Martinez again split time between the majors and Triple-A in 2023. He earned his first major league save on June 25, pitching in the 11th inning of a win over the Los Angeles Dodgers. He had a 2–3 record and 5.23 ERA in 43 innings for the Astros, pitching more than 1 inning in 11 of his 35 MLB games. He had better results for the Skeeters, with a 2.25 ERA in 19 games.
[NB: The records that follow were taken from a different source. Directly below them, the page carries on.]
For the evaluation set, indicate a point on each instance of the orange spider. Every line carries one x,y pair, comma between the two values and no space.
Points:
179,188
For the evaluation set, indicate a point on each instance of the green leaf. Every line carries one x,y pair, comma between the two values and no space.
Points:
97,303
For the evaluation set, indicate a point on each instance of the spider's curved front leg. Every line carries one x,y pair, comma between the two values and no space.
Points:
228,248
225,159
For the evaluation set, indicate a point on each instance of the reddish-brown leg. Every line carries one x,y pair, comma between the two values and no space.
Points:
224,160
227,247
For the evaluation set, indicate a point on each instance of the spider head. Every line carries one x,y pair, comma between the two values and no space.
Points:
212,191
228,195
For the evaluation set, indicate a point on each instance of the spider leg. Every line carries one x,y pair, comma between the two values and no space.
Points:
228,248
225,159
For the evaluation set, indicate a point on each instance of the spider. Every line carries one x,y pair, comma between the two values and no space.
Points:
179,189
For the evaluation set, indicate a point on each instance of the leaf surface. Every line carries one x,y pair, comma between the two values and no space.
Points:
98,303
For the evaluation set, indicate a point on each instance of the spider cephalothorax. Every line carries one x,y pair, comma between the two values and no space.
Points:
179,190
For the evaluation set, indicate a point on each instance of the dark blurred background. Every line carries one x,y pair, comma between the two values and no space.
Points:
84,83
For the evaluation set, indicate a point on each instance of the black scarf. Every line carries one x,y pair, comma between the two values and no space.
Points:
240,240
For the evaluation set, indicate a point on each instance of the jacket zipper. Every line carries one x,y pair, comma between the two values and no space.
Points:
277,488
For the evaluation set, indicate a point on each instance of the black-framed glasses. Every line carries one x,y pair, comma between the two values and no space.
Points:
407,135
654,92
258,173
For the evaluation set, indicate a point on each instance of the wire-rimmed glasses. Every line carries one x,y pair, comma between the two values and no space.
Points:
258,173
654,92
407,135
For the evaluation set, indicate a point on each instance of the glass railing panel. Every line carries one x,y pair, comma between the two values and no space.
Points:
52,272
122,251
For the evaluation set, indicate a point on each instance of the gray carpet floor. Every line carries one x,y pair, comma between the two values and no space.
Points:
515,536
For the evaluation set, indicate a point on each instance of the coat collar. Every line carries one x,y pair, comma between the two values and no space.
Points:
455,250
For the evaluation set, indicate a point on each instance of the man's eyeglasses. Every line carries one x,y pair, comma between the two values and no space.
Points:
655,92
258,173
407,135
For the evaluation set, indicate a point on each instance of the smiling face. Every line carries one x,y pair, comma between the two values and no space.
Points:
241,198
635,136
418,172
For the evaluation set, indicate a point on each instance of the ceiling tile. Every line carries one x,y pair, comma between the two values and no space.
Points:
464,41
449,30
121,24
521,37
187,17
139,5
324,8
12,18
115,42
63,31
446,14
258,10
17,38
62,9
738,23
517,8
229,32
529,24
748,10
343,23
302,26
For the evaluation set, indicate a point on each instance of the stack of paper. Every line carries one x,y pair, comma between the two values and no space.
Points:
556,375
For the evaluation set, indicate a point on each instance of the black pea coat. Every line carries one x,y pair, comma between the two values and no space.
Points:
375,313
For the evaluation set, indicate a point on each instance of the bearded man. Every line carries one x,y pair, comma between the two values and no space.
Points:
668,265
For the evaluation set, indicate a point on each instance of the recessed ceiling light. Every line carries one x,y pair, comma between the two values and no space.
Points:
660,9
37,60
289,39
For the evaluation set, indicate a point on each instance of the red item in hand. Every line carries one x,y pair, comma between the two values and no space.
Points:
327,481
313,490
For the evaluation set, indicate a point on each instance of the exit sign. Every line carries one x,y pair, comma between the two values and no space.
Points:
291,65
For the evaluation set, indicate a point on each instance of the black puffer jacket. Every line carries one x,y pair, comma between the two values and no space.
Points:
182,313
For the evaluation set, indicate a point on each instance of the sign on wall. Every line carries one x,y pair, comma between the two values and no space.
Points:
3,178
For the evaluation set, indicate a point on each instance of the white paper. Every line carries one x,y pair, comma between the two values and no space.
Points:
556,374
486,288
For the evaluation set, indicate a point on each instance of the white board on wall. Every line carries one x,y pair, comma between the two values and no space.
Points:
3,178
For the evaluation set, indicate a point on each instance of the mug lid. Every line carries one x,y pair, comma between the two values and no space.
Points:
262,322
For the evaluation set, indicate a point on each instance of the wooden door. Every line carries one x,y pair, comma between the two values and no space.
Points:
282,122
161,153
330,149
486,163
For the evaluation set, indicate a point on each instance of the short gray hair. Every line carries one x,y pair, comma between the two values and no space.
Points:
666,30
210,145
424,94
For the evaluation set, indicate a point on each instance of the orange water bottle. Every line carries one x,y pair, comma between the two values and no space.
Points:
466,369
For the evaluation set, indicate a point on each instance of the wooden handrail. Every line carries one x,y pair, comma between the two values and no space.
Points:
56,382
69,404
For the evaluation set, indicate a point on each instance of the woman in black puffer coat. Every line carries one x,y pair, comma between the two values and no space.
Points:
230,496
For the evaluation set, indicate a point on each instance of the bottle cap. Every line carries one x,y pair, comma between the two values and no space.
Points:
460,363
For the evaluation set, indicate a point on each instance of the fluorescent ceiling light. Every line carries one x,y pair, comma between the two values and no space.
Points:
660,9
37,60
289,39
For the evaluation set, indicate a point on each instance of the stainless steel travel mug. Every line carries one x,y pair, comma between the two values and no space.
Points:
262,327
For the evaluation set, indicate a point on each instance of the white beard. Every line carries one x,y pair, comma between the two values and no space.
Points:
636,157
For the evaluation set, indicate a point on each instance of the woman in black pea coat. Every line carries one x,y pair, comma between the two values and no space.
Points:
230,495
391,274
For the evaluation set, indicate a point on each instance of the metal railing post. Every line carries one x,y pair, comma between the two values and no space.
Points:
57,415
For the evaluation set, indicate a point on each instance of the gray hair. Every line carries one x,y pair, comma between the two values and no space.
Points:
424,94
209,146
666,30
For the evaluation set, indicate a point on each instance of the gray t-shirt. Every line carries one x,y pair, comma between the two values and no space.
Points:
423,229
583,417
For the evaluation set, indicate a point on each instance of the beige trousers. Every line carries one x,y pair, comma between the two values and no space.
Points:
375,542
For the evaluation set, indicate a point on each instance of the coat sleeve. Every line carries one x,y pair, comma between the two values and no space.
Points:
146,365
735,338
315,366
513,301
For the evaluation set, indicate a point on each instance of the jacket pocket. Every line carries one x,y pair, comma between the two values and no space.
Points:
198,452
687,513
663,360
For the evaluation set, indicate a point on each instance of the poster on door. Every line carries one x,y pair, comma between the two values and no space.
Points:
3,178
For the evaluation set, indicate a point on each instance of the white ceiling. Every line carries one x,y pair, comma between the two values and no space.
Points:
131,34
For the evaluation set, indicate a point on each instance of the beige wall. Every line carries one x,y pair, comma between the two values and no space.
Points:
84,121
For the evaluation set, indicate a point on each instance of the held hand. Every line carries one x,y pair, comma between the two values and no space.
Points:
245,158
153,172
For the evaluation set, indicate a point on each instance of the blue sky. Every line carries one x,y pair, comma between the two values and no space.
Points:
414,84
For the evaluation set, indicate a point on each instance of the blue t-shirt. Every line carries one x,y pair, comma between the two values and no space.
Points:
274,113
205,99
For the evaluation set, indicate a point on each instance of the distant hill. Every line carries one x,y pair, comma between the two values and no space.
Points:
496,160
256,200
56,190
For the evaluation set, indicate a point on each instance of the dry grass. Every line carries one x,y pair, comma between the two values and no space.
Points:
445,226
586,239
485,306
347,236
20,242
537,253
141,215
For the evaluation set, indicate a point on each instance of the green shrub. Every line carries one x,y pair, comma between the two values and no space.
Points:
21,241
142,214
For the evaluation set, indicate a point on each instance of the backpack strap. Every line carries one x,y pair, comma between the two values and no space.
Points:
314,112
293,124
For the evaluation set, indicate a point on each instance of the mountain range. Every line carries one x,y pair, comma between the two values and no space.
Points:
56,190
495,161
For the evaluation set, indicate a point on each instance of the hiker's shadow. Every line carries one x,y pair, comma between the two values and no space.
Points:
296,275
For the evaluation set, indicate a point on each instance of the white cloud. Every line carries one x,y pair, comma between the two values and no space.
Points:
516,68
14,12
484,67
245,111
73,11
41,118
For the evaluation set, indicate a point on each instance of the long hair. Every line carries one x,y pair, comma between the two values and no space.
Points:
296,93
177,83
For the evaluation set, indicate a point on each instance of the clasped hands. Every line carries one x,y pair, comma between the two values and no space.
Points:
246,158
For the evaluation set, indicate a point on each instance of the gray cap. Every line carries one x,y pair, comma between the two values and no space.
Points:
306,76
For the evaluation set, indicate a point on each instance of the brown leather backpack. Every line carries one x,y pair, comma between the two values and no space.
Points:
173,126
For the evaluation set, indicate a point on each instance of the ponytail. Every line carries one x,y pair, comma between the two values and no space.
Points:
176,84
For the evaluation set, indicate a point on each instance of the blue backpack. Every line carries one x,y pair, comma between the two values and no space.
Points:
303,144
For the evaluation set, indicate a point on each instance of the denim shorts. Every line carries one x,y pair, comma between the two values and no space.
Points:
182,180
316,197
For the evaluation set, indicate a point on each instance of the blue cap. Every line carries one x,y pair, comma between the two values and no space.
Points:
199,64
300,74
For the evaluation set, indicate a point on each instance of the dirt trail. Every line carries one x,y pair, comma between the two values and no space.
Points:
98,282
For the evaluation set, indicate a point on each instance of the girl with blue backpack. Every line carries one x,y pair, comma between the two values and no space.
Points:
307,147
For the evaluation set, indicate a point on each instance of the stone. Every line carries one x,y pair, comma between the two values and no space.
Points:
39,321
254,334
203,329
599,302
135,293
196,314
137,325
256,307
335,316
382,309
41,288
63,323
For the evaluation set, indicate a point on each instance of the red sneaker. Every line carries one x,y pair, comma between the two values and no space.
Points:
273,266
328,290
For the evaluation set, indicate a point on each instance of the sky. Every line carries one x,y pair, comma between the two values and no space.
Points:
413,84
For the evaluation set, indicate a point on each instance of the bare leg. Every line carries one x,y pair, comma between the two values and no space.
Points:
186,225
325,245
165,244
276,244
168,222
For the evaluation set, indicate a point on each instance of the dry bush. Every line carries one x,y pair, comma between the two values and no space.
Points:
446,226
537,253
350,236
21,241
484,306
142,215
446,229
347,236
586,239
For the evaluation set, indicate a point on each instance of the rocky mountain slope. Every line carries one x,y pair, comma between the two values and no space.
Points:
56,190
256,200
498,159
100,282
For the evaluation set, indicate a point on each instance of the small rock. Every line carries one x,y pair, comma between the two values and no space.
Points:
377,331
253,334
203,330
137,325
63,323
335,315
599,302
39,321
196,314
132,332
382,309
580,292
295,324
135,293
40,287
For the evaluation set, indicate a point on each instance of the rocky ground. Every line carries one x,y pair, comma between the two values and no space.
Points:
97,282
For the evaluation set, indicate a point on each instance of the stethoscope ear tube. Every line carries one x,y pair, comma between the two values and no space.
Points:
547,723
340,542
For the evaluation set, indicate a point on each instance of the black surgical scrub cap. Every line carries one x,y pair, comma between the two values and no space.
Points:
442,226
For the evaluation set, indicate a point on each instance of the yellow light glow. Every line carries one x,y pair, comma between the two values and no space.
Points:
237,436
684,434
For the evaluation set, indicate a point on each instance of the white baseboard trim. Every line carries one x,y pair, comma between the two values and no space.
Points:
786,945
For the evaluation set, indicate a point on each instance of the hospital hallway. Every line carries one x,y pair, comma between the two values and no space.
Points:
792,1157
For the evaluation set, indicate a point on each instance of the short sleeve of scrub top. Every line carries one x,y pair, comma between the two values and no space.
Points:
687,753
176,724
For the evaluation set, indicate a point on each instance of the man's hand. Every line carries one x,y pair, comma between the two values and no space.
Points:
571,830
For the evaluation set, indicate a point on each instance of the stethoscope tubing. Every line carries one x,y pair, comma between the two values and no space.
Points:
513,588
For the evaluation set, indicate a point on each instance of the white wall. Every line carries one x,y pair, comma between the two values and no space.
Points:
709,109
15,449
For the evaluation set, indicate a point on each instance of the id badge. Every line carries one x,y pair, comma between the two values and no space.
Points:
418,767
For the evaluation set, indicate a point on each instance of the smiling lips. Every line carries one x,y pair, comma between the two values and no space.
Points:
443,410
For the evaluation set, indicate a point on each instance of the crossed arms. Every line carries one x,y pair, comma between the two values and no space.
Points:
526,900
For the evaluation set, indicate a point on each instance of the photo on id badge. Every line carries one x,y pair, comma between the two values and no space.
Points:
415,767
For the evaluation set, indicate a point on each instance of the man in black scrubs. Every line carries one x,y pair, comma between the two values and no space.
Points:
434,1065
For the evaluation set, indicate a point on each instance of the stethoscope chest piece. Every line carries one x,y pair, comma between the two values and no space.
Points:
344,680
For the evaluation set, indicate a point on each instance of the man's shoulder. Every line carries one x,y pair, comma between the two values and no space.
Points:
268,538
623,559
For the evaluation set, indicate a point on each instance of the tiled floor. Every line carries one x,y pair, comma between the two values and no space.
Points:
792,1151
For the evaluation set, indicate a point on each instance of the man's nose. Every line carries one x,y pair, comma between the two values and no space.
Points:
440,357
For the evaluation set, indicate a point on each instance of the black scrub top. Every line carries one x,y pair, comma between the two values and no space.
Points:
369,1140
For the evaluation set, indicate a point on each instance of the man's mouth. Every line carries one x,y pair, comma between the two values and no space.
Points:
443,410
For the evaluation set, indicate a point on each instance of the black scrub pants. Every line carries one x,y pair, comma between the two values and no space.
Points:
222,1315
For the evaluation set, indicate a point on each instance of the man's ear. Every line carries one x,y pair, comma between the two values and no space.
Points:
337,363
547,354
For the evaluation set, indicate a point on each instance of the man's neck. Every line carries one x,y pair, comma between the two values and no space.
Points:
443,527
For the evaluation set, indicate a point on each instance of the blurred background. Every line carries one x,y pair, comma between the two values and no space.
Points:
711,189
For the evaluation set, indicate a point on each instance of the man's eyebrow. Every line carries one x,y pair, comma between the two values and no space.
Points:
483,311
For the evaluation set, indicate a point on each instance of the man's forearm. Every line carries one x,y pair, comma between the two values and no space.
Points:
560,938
In 2024, Martinez pitched in a career-high 44 games with the Astros, going 3–2 with 1 save and a 3.59 ERA in 52 2/3 innings, also a career high. He finished 14 games and had 36 strikeouts and a 1.272 walks plus hits per inning pitched (WHIP). He also made 13 appearances at Sugar Land in 2024, with no decisions and a 1.46 ERA.

===Miami Marlins===
On November 4, 2024, Martinez was claimed off waivers by the Arizona Diamondbacks. Martinez was designated for assignment by the Diamondbacks on February 17, 2025. On February 20, Martinez was claimed off waivers by the Miami Marlins. On February 27, Miami designated him for assignment after they acquired Brett de Geus. On March 2, Martinez was claimed off waivers by the Seattle Mariners. However, he was claimed back off waivers by Miami on March 15. Martinez was designated for assignment following the acquisition of Tyler Phillips on March 26. He cleared waivers and was sent outright to the Triple-A Jacksonville Jumbo Shrimp. In 41 appearances for Jacksonville, Martinez compiled a 3-2 record and 3.71 ERA with 54 strikeouts and eight saves across 43 2/3 innings pitched. On August 27, the Marlins selected Martinez's contract, adding him to their active roster. In six appearances for Miami, he recorded a 5.40 ERA with four strikeouts across 6 2/3 innings pitched. Martinez was designated for assignment by the Marlins on September 11. He elected free agency after clearing waivers on September 13.

===Boston Red Sox===
On January 9, 2026, Martinez signed a minor league contract with the Boston Red Sox. He made 33 appearances (including nine starts) for the Triple–A Worcester Red Sox, posting a 3–2 record and 5.55 ERA with 49 strikeouts and one save over 60 innings of work. On August 9, Boston selected Martinez's contract, adding him to their active roster. He made his only appearance for the team on August 11, allowing one run across one inning pitched against the Toronto Blue Jays. Martinez was designated for assignment by the Red Sox the following day. He cleared waivers and was sent outright to Worcester on August 14.

==Personal life==
Martinez's parents are Bobby and Kelly Martinez. He has one sister, Taylor. His father was a high school baseball coach.